Interventions in Pediatric Dentistry: Open Access Journal

Research Article(ISSN: 2637-6636)

Reconsideration of Invasive Technique for Occlusal Fissure Before Fissure Sealant Volume 4 - Issue 3

Yoshishige Yamada1* and Yuichi Kimura2

  • 1Division of Operative Dentistry, Department of Conservative Dentistry, Ohu University School of Dentistry, Fukushima, Japan
  • 2Division of Endodontics, Department of Conservative Dentistry, Ohu University School of Dentistry, Fukushima, Japan

Received: July 01, 2020;   Published: July 27, 2020

*Corresponding author: Yoshishige Yamada, Division of Operative Dentistry, Department of Conservative Dentistry, Ohu University School of Dentistry, 31-1 Misumido, Tomita-machi, Koriyama-city, Fukushima 963-8611, Japan

DOI: 10.32474/IPDOAJ.2020.04.000187

Abstract PDF

Abstract

Fissure sealant is one of effectual method for prevent occlusal caries.

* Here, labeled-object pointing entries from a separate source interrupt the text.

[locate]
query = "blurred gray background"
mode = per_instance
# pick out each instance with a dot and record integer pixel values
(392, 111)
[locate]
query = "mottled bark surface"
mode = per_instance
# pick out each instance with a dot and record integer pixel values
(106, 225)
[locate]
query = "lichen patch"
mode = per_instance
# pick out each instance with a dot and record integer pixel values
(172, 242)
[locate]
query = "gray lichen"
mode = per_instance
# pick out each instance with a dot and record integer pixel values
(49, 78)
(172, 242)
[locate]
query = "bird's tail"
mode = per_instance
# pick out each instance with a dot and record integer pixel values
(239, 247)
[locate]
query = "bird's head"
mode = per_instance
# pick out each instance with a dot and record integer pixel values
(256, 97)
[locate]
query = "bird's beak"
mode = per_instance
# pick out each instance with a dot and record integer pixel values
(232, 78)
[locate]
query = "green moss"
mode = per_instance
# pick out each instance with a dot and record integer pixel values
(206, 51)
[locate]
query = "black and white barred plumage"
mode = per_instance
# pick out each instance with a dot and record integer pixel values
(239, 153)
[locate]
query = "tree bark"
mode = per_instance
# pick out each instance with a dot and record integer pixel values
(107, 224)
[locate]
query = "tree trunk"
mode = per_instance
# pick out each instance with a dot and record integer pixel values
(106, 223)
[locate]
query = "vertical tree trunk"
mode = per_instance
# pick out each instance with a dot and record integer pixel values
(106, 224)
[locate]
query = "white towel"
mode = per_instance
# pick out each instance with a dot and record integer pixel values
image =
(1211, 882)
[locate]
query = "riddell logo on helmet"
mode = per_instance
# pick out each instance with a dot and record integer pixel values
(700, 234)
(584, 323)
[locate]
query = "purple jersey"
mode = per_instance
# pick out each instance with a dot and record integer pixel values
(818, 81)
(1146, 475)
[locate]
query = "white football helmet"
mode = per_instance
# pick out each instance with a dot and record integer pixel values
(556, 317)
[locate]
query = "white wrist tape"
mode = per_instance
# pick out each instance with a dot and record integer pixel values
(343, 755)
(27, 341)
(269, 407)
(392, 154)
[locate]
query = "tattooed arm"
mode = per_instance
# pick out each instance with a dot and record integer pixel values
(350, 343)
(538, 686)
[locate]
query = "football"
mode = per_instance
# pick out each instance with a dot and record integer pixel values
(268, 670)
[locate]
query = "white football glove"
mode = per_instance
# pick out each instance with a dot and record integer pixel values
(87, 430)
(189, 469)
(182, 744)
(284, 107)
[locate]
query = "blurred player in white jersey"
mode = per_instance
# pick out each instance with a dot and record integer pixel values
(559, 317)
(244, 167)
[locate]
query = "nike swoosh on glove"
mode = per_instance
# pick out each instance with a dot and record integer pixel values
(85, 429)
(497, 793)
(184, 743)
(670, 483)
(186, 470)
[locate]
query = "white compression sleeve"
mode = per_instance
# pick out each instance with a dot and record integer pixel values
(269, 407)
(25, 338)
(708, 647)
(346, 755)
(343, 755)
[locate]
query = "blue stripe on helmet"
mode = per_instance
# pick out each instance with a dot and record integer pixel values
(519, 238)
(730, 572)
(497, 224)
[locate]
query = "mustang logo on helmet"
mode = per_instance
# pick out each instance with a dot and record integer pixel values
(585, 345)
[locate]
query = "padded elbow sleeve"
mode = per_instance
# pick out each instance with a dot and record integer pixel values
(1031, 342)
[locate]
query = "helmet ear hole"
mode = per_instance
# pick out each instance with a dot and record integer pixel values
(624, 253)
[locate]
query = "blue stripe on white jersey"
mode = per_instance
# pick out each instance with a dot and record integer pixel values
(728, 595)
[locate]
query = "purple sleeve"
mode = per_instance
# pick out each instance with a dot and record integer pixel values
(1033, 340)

Therefore, removing contaminated organic debris and plaque was important process to attain sufficient sealant retention. The aim of this study was revaluated the cleaning method and invasive technique to an occlusal fissure. Twenty-four teeth with deep fissure were used in this study and 15 teeth were cleaned by finger spreader, bristle brush and ultrasonic scalar, respectively. Remain 9 teeth were prepared fissure groove using three kinds of minimal intervention burs (BR-48, CD-50F and CD-53F). The ratio of remaining debris by fingers spreader, bristle brush and ultrasonic scalar were 35 %, 65%, 25% respectively. In contrast, each fissure with invasive technique was not observed residual debris. The average preparative fissure groove by BR-48, CD-50F, CD-53F were 1.38mm, 1.40mm and 0.76mm in width, and 1.58mm, 1.66mm, 1.18mm in depth, respectively. From these results, invasive technique as fissure pretreatment before acid etching might be effective to success for good fissure sealant retention for a deep and narrow fissure and a CD-53F bur was most less preparative sound enamel.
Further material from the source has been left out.